Bankruptcy Lawyers in Portland, Oregon
Bankruptcy is an extraordinary relief which the US Constitution allows. Honest individuals and businesses can exercise and protect their financial future. We do not think of bankruptcy as a judgmental process looking back at the causes of a problem. Rather we think of it as providing forward-looking relief to secure a better future. The causes of financial distress are wide and varied. We help people get relief from their debt, relief from foreclosures or garnishments, and get back on track to success. Let’s find out what filing for bankruptcy in Oregon requires and how a law firm with competent bankruptcy lawyers can fight alongside you until you get the financial freedom you are longing for.

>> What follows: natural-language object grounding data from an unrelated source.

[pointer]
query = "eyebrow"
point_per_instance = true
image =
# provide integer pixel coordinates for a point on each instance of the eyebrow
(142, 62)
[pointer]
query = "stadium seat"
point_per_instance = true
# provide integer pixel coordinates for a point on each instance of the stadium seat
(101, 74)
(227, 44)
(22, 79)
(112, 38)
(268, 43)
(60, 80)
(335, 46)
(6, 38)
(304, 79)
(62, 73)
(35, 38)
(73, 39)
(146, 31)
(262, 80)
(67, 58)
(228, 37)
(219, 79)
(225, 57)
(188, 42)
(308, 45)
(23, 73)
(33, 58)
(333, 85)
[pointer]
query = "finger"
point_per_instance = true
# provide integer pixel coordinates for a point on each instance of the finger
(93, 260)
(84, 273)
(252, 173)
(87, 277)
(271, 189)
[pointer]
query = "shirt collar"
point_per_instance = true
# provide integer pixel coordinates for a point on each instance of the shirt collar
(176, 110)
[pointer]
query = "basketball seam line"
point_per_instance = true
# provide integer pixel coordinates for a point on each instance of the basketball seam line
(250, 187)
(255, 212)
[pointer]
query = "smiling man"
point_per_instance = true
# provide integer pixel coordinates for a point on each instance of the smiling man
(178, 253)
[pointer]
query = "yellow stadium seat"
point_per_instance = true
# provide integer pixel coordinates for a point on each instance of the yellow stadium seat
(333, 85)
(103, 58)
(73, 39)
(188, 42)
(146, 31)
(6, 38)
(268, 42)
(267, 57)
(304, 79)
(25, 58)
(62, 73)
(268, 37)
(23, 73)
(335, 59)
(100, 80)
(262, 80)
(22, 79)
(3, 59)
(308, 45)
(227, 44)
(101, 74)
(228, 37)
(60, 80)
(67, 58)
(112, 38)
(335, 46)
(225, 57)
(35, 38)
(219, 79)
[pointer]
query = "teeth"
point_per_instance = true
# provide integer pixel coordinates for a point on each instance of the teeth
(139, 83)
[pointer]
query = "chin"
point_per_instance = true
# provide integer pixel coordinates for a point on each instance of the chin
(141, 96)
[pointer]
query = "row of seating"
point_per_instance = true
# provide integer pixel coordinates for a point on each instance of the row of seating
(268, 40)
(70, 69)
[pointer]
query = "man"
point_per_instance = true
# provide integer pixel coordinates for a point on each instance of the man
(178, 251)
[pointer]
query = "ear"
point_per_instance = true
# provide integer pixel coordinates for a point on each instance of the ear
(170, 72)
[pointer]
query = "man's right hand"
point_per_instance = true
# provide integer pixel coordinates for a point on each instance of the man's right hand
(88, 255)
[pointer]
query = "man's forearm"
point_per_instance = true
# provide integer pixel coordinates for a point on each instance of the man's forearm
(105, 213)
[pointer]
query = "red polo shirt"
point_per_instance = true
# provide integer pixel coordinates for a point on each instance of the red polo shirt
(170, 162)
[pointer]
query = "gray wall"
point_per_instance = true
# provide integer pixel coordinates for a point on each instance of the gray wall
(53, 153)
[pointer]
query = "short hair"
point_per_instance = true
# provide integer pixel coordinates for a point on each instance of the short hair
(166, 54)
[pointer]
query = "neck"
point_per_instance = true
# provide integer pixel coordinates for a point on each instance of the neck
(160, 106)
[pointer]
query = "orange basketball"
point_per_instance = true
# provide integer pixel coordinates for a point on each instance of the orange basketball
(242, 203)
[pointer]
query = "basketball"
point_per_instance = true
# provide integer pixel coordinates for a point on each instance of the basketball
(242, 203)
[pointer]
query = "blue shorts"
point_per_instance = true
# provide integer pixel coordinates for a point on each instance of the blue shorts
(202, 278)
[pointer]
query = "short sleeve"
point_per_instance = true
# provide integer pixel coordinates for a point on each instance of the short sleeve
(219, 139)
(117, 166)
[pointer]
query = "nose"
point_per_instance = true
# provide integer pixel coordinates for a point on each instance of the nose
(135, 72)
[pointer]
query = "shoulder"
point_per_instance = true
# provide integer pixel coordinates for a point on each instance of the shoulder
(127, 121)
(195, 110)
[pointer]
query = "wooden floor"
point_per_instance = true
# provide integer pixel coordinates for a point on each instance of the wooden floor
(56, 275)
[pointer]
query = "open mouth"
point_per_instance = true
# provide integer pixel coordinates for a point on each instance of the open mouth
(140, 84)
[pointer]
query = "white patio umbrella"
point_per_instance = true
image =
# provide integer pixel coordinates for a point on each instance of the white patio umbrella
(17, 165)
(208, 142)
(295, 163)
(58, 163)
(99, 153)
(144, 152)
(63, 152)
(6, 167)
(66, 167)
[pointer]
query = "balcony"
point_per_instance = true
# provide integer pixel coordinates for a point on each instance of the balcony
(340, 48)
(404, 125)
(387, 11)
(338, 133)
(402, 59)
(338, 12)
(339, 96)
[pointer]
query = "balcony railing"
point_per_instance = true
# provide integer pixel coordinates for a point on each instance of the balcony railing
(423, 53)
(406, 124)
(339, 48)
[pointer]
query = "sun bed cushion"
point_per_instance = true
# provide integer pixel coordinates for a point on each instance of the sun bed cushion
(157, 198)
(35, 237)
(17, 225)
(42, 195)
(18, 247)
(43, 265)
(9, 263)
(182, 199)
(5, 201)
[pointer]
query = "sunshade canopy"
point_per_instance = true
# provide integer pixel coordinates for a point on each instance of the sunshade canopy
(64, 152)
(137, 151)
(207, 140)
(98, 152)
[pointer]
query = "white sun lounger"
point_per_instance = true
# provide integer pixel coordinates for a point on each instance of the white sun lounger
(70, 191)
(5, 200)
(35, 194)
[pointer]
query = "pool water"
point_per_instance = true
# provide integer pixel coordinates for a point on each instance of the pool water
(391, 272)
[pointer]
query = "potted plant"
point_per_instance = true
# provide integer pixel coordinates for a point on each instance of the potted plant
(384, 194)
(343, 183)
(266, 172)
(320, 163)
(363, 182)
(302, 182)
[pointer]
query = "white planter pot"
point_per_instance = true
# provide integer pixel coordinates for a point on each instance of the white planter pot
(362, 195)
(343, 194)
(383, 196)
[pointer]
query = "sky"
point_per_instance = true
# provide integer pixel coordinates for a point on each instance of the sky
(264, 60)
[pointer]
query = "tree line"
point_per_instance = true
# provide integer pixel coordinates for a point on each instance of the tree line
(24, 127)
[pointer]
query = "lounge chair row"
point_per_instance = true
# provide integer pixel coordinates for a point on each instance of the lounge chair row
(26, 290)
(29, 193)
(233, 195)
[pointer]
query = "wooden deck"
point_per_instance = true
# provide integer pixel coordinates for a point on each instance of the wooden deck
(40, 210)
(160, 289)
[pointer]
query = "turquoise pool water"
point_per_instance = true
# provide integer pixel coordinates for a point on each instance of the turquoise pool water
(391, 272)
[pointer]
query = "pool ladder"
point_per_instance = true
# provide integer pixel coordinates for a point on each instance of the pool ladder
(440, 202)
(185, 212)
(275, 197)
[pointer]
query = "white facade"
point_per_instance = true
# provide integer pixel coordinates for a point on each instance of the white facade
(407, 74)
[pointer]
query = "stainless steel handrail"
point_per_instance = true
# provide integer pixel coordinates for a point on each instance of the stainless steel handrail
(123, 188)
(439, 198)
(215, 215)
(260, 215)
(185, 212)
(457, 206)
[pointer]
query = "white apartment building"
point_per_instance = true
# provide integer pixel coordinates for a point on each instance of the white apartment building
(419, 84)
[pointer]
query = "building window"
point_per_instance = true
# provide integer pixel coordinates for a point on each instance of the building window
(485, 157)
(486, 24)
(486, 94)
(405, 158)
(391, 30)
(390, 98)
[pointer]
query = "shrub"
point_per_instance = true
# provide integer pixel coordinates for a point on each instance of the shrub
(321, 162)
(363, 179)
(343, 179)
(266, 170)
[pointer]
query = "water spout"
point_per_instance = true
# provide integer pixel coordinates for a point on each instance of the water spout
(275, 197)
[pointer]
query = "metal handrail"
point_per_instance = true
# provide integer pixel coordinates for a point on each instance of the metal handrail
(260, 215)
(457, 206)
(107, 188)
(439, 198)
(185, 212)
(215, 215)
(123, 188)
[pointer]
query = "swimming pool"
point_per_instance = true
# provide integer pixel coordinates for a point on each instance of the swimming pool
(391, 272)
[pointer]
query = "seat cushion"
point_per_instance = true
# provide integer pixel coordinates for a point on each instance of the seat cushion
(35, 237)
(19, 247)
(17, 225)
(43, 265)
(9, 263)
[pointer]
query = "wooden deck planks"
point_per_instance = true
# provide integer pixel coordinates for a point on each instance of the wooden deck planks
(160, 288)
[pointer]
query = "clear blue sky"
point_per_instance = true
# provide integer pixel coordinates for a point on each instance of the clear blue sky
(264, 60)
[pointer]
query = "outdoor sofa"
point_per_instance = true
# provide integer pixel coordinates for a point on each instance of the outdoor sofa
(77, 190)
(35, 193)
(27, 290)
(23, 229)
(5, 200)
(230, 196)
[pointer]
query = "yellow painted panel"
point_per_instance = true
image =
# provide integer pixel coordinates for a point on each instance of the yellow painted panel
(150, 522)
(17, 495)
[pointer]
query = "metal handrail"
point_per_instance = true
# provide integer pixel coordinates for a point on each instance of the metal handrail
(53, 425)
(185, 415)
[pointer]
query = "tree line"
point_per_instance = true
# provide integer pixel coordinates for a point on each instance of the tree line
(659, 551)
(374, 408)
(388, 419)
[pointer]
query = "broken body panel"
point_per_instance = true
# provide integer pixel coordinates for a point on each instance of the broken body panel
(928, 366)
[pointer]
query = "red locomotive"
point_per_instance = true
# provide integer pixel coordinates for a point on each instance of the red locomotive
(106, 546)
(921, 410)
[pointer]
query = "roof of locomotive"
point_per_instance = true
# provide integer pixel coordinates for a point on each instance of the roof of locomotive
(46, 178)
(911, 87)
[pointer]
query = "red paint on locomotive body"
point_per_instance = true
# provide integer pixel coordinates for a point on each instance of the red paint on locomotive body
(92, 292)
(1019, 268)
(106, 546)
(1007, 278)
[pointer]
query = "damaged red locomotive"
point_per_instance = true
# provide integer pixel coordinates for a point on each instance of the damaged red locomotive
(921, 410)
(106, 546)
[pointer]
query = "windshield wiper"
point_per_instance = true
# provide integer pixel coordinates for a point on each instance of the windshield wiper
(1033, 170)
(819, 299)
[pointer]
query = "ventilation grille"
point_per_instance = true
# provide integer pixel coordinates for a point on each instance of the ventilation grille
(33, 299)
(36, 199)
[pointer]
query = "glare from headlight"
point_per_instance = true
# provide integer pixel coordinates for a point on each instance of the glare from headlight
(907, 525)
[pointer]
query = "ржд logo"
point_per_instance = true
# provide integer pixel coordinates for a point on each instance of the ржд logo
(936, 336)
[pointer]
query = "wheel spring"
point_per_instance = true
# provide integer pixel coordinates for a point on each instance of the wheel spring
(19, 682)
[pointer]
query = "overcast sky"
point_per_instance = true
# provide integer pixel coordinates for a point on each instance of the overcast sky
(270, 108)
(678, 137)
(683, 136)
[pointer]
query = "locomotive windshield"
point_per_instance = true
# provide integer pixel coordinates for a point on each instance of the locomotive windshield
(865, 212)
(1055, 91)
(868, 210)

- Bankruptcy Relief in Oregon
- Types of Bankruptcy in Oregon
Bankruptcy Relief in Oregon
Bankruptcy is a federal law that provides protection from creditors with the ultimate goal of achieving a fresh start without debt. For bankruptcy in Oregon, we can help! The code is organized like a book. Chapter 7 details the laws governing a liquidation case. Chapter 11 details the laws governing a business reorganization. Chapter 13 details the laws governing an individual debt repayment plan. Each bankruptcy chapter provides different benefits and risks and we have the expertise to assist you in every option. Meeting with a lawyer who can explain to you all the options is crucial, otherwise, you may miss out on an important opportunity to solve your financial problem. Contact our Portland, Oregon bankruptcy attorneys today to find out which bankruptcy chapter will best help you.
How Bankruptcy Helps
We all encounter financial difficulties every once in a while. There are many reasons why people struggle with financial debt; it might be because of unemployment, growing medical expenses, credit card debt, or marital issues.
Being in serious debt is a big problem, and filing for bankruptcy is one solution that might help ease the burden. A bankruptcy filing may seem intimidating at first, but with the right tools and knowledge from Oregon bankruptcy attorneys, the whole bankruptcy process could be a breeze.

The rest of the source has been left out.